Returning, then, to Eleanor Roosevelt’s nomination of ‘age-old prejudice’. It is this – a phenomenon now termed ‘sexism’ – that dogged Hilary Clinton’s 2008 White House Bid. Misogynist invective came from the right, the left, and even her pre-selection opponent’s camp. Samantha Power, an Obama campaign worker, took the hit for the sexist comment emanating from the candidate’s office – but ended up on his Presidential staff in any event.
This phenomenon dogs the steps ofAustralia’s Prime Minister.
Childless – unwomanly or unnatural. Childfree – unwomanly and selfish. ‘Hard’, ‘uncaring’, ‘unfeeling’ – yet men alone (Bob Hawke, Malcolm Fraser) are allowed to cry or show emotion (Hawke, Kevin Rudd) and get away with it, even be praised for it. If a woman leader cries, she ‘can’t mix it’. If she resists tears, she’s ‘unwomanly’ or worse – even worse than Lady Macbeth, and who but a woman could be worse than this?
If she is assertive or simply able to stand up with conviction to deliver a message to the masses, she’s ‘tough as nails’. If she falters not a step, but an inch, a millimeter – she’s hopeless or ‘woeful’. And these are only a few – a mild few at that – of the misogynistic commentsAustralia’s Prime Minister has weathered.
Former Senator Bob Brown said it: ‘Quite a bit of the criticism [of the Prime Minister] is sexist and unfair and unrelenting …’ And when questioned by one commentator, the Prime Minister contrasted expectations of her predecessors:
‘… looking across Australia’s political history when Bob Hawke was there or Paul Keating … or John Howard …, I don’t recall there being constant demands for them to show more personality. I don’t remember people looking at John Howard and saying gee, I wish he’d be warmer and cuddlier and more humorous and more engaging in his press conferences. They looked at him and said, well he’s the bloke running the country, and I think the same standard should apply to me. I’m a woman running the country, I don’t ask people to come to the view that they want to have me round for dinner on Saturday night, that’s not what I’m here to do.’
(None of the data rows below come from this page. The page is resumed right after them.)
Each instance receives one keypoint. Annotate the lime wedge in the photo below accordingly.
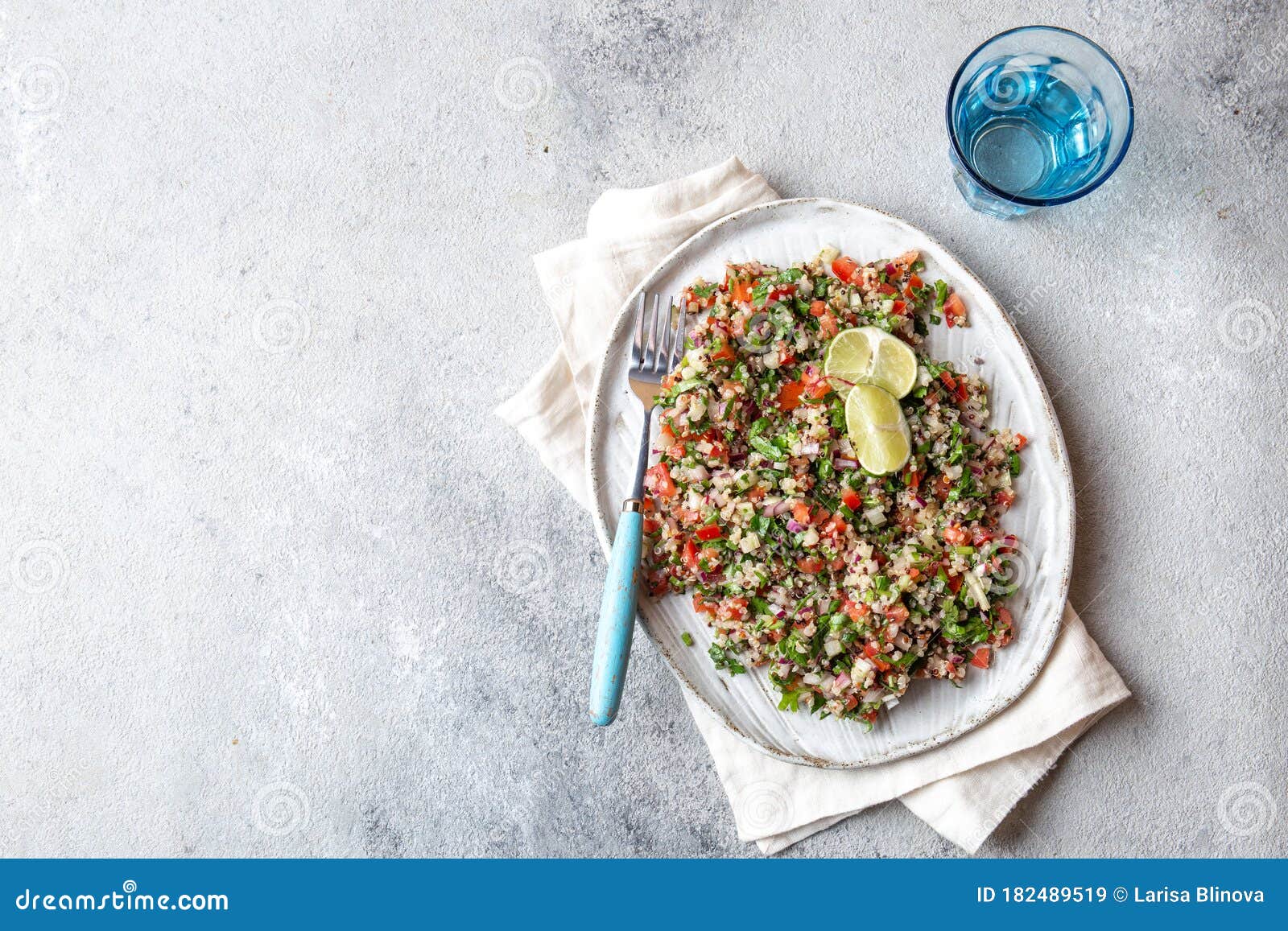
(869, 356)
(879, 433)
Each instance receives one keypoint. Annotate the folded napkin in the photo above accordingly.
(963, 789)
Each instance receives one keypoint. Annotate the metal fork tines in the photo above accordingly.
(657, 348)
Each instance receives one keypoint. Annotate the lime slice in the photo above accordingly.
(879, 433)
(869, 356)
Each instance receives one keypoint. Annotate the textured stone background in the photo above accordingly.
(266, 274)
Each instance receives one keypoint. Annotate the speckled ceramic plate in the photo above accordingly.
(931, 712)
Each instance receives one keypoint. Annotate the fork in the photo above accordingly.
(656, 349)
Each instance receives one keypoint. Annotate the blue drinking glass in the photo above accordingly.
(1037, 116)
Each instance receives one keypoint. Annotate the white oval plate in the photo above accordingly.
(931, 712)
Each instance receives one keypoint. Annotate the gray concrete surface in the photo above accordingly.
(267, 274)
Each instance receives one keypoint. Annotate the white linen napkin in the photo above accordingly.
(963, 789)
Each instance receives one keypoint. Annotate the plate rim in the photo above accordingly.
(594, 439)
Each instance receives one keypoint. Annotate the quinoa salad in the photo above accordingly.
(845, 583)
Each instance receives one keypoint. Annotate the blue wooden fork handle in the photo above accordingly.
(617, 616)
(621, 599)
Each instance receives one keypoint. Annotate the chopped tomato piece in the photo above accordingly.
(790, 396)
(691, 298)
(908, 259)
(658, 480)
(955, 534)
(955, 312)
(956, 385)
(844, 268)
(809, 564)
(856, 609)
(817, 389)
(732, 609)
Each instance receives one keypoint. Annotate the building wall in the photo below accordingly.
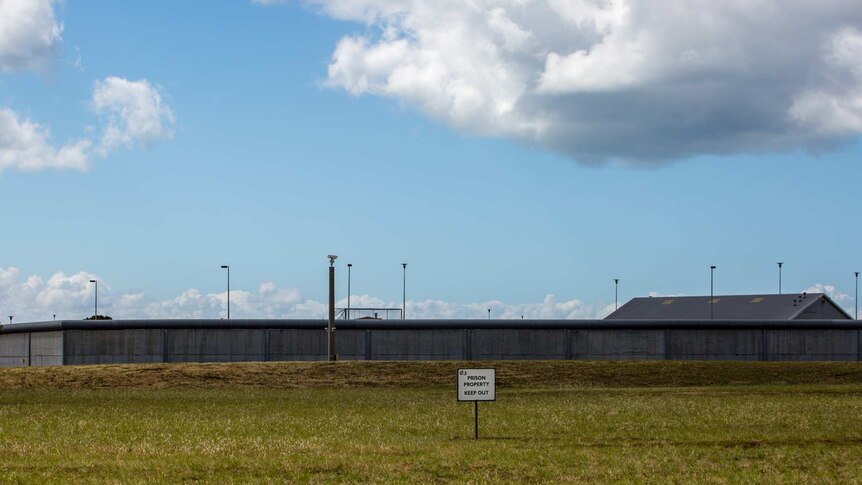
(46, 348)
(114, 346)
(13, 350)
(618, 344)
(260, 344)
(714, 344)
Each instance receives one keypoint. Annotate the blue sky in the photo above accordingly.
(273, 147)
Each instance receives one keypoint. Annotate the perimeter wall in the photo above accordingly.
(72, 343)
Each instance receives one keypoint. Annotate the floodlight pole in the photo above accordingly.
(349, 265)
(96, 300)
(404, 291)
(330, 337)
(856, 298)
(780, 264)
(711, 302)
(227, 267)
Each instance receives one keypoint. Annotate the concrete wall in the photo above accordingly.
(46, 348)
(296, 344)
(106, 346)
(812, 345)
(432, 344)
(216, 345)
(519, 344)
(13, 350)
(618, 344)
(114, 346)
(714, 344)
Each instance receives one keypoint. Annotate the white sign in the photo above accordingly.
(477, 385)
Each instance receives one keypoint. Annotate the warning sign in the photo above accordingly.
(477, 385)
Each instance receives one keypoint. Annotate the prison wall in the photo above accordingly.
(76, 343)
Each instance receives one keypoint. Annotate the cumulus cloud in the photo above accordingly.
(604, 80)
(845, 300)
(29, 33)
(71, 297)
(25, 145)
(134, 113)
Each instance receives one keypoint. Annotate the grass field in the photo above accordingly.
(366, 421)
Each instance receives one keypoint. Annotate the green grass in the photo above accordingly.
(328, 424)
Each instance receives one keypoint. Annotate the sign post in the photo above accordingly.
(477, 385)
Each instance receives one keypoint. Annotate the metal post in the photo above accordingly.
(96, 301)
(349, 265)
(330, 340)
(227, 267)
(476, 420)
(856, 298)
(404, 292)
(711, 303)
(780, 264)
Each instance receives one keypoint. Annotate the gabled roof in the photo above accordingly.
(731, 307)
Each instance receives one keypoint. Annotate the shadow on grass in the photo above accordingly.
(635, 443)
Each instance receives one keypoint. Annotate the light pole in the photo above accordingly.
(227, 267)
(330, 340)
(780, 264)
(711, 302)
(96, 300)
(349, 265)
(404, 291)
(856, 298)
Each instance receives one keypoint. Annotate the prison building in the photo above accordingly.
(75, 342)
(800, 306)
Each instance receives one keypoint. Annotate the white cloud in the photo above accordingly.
(25, 145)
(29, 33)
(601, 80)
(134, 113)
(72, 297)
(845, 300)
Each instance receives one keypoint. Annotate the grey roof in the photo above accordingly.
(792, 306)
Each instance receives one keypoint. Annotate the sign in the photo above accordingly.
(477, 385)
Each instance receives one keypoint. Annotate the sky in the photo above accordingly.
(518, 155)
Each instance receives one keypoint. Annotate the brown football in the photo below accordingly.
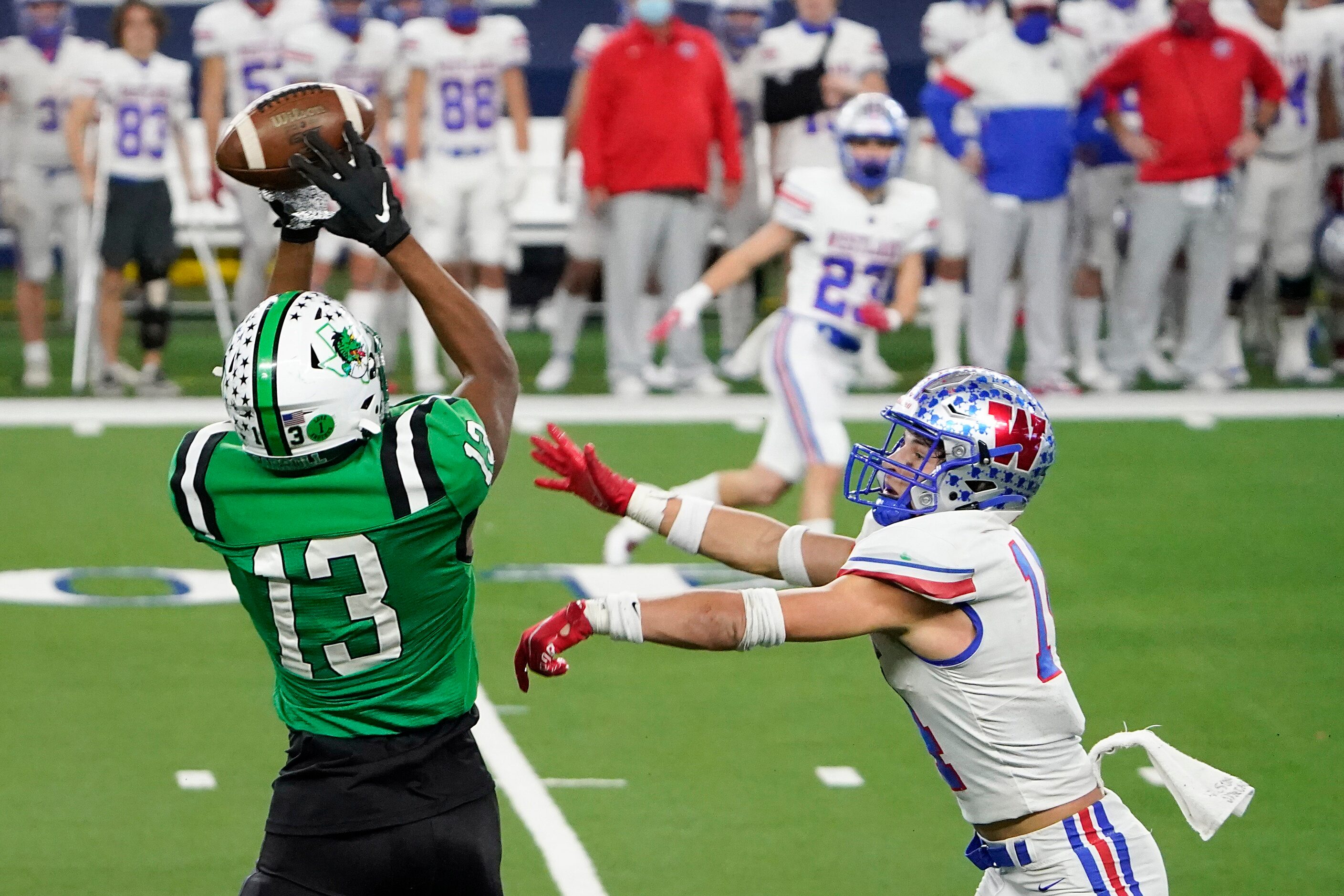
(267, 134)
Nonetheless, reason lies for hope that the prejudice is shifting. Not only did the Parliamentary Labor Party support the elevation of the first woman to the Prime Ministership. It shouldn’t go unnoticed that in the lead-up to the 2012 challenge, members of the caucus came out strongly in the Prime Minister’s support – Simon Crean, former leader and longtime parliamentarian, one of them. The ALP has long been seen as male-dominated, yet it has produced and supported the women coming forward as leaders, apart from the Liberal Party’s Kate Carnell, and Kerry Chikarovski as NSW Liberal Opposition leader (1998-2002) before her ousting by a male politician.
As Owen Jones concludes, responsibility lies upon men to end ‘the continuing scourge of sexism’, speaking out against it, not perpetuating it. This is not an invitation for men to ‘muscle in on’ the Women’s Movement. Rather, it is to recognise that ‘sexist abuse is a symptom, or a warning sign, of a society in which women overall are still not equal’. This inequality is colluded in and supported by those who attack the Prime Minister with invective rather than addressing policy issues as policy issues.
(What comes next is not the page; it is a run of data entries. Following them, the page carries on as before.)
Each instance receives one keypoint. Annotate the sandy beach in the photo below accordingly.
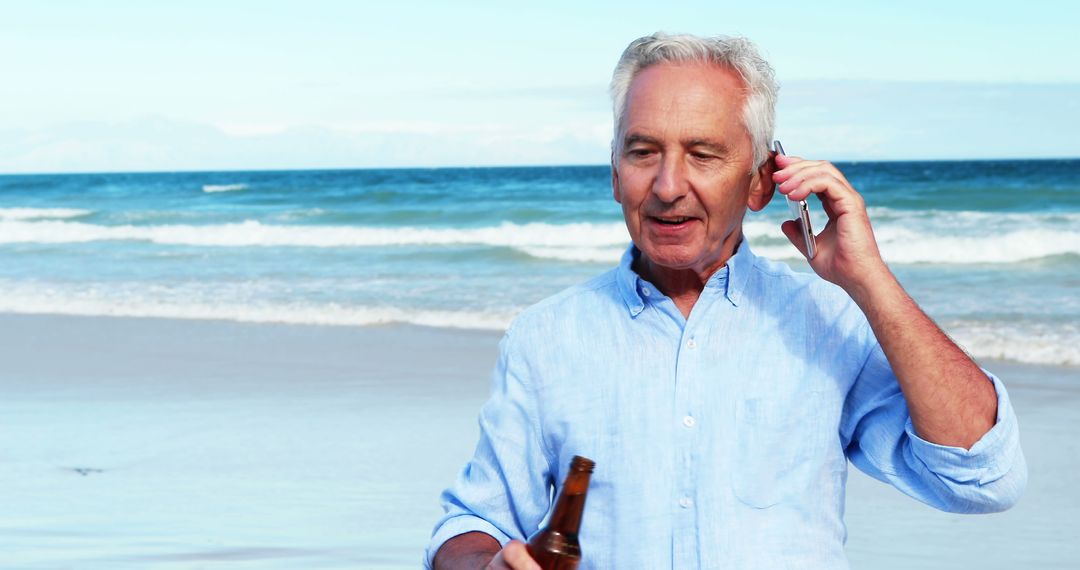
(146, 443)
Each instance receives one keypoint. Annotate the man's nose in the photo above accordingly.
(671, 182)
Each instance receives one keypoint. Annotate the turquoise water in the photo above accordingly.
(990, 248)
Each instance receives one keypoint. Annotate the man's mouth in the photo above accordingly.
(672, 220)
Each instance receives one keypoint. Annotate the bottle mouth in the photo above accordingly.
(580, 463)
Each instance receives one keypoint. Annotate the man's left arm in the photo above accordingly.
(950, 399)
(953, 404)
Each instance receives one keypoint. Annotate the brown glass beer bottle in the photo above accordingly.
(555, 546)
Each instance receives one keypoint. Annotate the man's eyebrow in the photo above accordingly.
(714, 146)
(635, 138)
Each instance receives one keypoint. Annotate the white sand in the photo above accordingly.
(183, 444)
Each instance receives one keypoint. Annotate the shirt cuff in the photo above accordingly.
(988, 460)
(460, 525)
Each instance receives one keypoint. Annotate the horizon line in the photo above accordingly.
(496, 166)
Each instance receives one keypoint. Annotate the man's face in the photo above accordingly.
(684, 172)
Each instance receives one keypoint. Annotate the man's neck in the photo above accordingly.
(683, 286)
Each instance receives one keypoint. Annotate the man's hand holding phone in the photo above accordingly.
(845, 253)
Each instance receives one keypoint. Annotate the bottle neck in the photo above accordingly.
(569, 506)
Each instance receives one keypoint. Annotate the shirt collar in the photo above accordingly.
(732, 276)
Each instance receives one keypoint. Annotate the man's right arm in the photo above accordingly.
(473, 551)
(504, 490)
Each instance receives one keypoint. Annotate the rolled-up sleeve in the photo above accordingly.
(504, 490)
(988, 477)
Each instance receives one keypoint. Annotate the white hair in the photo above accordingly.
(739, 54)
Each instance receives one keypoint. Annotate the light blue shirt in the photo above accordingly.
(720, 440)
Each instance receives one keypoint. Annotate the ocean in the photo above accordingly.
(989, 248)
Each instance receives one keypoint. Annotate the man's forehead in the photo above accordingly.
(688, 79)
(688, 100)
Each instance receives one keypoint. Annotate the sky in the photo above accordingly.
(153, 85)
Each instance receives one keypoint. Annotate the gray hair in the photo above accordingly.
(734, 53)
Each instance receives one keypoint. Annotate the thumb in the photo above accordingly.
(794, 233)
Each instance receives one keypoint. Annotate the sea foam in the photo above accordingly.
(31, 214)
(224, 188)
(569, 242)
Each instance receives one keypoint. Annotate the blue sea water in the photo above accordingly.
(990, 248)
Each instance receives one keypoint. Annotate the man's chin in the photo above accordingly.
(671, 258)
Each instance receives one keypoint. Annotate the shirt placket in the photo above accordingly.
(687, 428)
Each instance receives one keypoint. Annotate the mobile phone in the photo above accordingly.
(800, 213)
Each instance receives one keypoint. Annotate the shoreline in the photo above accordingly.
(312, 446)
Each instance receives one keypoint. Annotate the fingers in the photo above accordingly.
(794, 233)
(513, 556)
(804, 178)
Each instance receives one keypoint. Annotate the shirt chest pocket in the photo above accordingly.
(781, 446)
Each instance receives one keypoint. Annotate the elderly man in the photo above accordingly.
(719, 393)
All who engage in the abuse or support it by failing to acknowledge it for what it is, standing up to speak out against it so as, ultimately, to end it, remain wedged in the territory of the ‘age-old prejudice’ Eleanor Roosevelt identified. This age-old prejudice not only militates against the rights of women holding posts of ‘high importance’ and power. It erodes the dignity and human rights of every woman. It demotes all women to the category of ‘non-persons’, denied the respect and rights to which every human being is entitled.